BAB 16 (2)

626 94 11
                                    

DANAR

Aku yakin, mereka pasti mau membunuh Kamila,” ujar Nira setelah percakapan antara Barkah, Aksha, Farid, dan Julian usai. “Kali ini, kita sendiri yang harus menjaga Kamila terus-menerus. Kebetulan dengan para jurnalis yang masih mengepung apartemenku, kantorku, sampai mengganggu teman-temanku, aku akan tinggal di sini bersama Kamila sampai hari persidangan.”

“Apakah ini nggak terlalu berlebihan, Nir? Tempat ini aman, kok.”

“Bukan masalah amannya, Mas. Kamila kan perlu ditemani juga.

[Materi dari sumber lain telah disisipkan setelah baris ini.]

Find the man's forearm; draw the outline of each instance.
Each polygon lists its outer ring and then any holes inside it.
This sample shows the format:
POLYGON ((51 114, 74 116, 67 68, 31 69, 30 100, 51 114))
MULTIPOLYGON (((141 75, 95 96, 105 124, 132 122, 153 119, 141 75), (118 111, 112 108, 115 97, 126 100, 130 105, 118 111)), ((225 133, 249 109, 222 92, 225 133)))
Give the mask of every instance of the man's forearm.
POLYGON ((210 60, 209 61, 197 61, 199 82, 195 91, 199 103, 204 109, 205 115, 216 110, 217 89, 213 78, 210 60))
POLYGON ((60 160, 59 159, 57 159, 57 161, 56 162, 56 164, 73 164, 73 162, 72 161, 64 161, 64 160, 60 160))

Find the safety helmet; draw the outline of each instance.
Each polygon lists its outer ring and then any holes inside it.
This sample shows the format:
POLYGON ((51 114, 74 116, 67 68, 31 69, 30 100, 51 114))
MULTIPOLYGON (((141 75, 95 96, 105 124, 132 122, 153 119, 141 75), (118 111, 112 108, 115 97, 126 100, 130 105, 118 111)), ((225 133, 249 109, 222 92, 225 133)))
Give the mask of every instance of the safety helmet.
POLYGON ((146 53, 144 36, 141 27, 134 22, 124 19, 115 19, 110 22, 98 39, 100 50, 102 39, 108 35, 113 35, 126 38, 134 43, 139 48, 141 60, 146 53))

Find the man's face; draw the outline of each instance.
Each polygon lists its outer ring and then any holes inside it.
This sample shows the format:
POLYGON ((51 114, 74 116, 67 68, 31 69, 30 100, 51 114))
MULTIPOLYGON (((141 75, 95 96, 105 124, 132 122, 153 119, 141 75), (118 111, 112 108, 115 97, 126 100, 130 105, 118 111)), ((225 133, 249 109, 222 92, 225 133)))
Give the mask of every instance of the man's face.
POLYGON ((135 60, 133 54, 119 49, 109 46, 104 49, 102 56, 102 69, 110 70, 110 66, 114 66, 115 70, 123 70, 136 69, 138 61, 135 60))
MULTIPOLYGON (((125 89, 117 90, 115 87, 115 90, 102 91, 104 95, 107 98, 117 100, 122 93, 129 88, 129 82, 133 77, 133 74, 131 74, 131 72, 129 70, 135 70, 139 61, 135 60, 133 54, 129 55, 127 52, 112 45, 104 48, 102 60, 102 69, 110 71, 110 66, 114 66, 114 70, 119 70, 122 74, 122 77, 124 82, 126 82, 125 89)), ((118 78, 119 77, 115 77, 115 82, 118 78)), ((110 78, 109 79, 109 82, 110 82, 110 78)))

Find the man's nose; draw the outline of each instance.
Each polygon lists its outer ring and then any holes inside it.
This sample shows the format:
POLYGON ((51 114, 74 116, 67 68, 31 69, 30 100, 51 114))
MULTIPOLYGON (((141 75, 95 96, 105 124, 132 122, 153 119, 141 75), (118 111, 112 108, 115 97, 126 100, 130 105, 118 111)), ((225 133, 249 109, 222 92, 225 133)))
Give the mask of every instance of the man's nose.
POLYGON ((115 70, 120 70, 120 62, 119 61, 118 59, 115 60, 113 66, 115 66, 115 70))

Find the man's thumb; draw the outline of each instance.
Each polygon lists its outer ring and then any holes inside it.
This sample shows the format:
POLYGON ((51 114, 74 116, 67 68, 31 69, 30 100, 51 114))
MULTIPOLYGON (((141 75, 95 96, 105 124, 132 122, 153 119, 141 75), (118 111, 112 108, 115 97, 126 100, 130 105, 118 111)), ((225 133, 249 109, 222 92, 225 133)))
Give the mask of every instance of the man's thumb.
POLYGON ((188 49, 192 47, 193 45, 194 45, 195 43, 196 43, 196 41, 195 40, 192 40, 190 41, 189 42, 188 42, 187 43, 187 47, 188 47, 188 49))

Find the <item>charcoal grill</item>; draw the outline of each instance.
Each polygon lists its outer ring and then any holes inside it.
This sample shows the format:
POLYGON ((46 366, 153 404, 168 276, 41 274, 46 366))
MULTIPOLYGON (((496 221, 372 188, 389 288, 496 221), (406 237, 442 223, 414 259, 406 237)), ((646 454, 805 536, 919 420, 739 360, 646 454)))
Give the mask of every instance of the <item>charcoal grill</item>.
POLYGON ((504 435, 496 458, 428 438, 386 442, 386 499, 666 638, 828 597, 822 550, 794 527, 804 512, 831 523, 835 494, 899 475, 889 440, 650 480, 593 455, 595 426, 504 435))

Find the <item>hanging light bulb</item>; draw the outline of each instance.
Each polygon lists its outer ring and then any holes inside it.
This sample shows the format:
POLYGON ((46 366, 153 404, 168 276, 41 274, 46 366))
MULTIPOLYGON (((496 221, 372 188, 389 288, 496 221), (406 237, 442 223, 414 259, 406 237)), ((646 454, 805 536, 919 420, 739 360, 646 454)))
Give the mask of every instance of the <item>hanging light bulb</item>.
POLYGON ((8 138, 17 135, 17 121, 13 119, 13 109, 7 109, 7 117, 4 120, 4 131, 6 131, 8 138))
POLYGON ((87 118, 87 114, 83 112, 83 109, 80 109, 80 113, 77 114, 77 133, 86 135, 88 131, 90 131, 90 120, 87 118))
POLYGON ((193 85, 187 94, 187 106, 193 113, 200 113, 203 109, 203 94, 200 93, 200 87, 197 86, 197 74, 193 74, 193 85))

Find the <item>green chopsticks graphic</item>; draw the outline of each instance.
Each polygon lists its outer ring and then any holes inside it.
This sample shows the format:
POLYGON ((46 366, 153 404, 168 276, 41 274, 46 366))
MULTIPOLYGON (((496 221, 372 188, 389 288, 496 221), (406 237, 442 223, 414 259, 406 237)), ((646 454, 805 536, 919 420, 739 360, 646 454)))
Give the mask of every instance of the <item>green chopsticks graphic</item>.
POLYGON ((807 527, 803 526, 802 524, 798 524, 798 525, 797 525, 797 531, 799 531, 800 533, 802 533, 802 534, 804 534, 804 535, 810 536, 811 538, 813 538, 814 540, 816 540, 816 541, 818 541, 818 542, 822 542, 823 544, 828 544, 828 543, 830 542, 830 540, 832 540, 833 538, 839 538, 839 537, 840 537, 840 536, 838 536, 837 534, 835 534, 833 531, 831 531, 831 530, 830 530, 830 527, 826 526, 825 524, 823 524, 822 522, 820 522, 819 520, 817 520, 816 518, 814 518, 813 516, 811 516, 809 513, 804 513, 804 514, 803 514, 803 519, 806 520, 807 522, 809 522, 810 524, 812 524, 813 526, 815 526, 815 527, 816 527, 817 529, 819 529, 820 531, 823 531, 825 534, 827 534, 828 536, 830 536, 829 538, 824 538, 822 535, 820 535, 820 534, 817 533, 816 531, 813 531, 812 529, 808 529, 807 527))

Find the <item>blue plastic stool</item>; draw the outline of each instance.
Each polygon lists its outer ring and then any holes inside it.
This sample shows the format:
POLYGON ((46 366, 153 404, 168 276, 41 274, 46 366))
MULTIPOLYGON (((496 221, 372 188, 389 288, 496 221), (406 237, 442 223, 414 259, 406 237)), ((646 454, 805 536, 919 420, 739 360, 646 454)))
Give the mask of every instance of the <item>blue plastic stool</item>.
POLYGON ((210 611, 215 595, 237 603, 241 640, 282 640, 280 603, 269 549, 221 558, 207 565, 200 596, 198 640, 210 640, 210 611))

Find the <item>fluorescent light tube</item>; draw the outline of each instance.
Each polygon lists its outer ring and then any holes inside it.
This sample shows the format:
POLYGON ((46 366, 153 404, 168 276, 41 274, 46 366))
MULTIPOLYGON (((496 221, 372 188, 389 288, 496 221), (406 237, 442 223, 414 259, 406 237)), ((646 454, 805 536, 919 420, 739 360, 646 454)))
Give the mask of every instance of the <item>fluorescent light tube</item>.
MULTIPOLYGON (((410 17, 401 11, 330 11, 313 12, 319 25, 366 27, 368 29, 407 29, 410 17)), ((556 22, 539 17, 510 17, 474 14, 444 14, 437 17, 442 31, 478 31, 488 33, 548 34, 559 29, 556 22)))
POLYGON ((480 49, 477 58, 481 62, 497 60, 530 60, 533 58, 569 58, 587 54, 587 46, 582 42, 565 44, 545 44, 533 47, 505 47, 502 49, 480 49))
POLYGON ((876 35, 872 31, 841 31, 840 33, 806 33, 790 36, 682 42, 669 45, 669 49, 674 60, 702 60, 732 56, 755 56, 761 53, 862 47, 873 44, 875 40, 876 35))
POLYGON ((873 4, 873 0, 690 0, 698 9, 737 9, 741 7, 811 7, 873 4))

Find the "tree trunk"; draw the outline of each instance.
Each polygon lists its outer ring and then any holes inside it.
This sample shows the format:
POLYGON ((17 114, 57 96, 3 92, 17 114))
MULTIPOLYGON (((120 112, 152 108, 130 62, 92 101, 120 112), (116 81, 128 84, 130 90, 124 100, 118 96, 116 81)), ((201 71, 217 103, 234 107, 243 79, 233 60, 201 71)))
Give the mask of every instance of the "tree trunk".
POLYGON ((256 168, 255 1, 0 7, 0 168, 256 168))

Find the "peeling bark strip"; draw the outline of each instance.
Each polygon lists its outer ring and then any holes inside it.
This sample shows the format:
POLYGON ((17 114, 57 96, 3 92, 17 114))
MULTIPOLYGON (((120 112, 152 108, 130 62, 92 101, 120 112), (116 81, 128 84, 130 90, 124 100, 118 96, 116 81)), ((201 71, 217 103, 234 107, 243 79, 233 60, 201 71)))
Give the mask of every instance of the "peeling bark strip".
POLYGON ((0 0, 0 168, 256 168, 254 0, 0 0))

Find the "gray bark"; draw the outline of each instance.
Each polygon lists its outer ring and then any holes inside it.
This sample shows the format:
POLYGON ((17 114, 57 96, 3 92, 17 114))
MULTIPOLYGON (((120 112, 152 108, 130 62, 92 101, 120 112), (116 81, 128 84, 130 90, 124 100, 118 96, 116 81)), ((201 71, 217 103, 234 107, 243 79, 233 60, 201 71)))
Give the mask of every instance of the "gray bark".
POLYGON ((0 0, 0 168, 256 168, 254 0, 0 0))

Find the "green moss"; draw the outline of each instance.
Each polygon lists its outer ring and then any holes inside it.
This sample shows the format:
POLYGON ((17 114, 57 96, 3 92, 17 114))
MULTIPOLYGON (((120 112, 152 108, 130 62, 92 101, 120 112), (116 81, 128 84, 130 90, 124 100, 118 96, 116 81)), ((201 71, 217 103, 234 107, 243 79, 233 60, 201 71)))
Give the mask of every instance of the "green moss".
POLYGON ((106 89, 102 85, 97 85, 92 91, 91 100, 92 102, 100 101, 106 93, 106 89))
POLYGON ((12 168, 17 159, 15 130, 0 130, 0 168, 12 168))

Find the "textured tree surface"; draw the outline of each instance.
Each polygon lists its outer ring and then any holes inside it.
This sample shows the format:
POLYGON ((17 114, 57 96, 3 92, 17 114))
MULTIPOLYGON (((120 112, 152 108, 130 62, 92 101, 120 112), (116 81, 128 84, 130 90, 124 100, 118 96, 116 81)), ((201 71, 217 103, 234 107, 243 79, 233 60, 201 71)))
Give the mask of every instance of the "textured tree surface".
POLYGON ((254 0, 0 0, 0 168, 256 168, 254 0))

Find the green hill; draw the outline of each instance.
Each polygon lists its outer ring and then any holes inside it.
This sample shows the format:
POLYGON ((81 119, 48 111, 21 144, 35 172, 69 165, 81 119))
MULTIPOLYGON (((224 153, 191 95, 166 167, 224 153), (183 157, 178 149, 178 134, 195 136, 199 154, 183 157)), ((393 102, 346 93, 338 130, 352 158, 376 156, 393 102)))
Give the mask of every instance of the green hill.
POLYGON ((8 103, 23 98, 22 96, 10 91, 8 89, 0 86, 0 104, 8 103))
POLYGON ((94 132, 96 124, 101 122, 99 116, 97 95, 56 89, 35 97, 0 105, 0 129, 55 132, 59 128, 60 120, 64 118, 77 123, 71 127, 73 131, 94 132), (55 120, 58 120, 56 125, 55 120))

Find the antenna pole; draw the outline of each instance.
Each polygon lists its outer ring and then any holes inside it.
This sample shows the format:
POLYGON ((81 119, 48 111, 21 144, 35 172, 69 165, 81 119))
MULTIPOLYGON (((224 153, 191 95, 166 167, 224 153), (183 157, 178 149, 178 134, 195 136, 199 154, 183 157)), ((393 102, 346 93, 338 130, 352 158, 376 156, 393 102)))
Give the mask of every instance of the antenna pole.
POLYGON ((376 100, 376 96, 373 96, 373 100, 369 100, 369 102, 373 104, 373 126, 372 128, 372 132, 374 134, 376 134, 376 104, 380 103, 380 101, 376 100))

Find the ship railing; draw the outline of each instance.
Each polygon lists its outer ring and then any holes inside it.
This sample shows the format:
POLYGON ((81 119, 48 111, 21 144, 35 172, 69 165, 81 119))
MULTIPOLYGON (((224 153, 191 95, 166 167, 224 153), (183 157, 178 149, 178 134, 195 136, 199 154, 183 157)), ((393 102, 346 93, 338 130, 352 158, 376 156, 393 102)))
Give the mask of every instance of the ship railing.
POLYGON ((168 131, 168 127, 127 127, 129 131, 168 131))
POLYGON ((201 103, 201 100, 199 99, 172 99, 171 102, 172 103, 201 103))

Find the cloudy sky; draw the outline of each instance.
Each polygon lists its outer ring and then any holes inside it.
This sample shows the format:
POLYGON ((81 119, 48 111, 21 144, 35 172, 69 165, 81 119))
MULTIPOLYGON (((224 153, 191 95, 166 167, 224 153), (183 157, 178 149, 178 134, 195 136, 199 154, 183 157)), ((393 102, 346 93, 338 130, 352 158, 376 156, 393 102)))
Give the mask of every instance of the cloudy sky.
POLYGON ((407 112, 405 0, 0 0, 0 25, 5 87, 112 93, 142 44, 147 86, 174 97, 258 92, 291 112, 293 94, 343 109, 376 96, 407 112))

Biasa dia di yayasan banyak relawan yang menemani dan menghibur dia, masa dia di sini sendirian?”

“Kamar di sini cuma satu dan sudah dipakai Kamila. Kamu mau tidur di mana?”

Nira tertawa. “Sofa ini jauh lebih nyaman daripada kasur di penginapan kita di Salatiga itu.”

“Baiklah kalau itu keputusanmu. Aku juga akan menemanimu di sini. Kasih tahu aku saja kalau ada barang yang perlu kubawakan.”

Senyum tersungging di wajah Nira. “Selimut … dan makan malam.”

***

Nasi hangat dengan ayam goreng crispy khas KFC sungguh nikmat dimakan berdua. Kami tidak pakai piring, jadi nasi dibiarkan di atas kertas pembungkusnya saja. Kami menyuwir daging ayam dengan tangan dan mencocolnya dengan saus tomat dan sambal, sambil duduk lesehan dengan meja kopi di depan sofa sebagai meja makan kami. Benar-benar kencan yang sangat ideal. Siapa lagi yang pernah makan malam sambil membahas strategi di markas rahasia Tiara Suryajati? Selain Tiara sendiri, tentunya. Kami juga membelikan makanan untuk Kamila, tetapi ia masih tertidur.

“Maaf, ya, aku jorok,” ujarku sambil menjilat jariku yang berlumuran minyak ayam.

Nira tak menyahut. Ia sendiri malah duduk dengan satu kaki ditekuk seperti duduk di bangku warteg, siku kirinya di atas lutut. Mulutnya masih asyik mengunyah kulit renyah yang disisakan terakhir.

TING! Notifikasi pesan masuk ke ponsel mengalihkan perhatian kami. Bukan milikku, jadi milik Nira. Perempuan itu menyeka tangannya dengan tisu sebelum membaca pesannya.

“Dari Pak Darya,” ujarnya. “Katanya penyelidikan video hoaks udah selesai.” Ia berhenti sejenak. Bola matanya bergerak mengikuti barisan kata yang tertera di layar ponselnya. “Katanya itu hasil deepfake. Mana kualitasnya nggak bagus pula, tapi karena gelap jadi nggak ketahuan.”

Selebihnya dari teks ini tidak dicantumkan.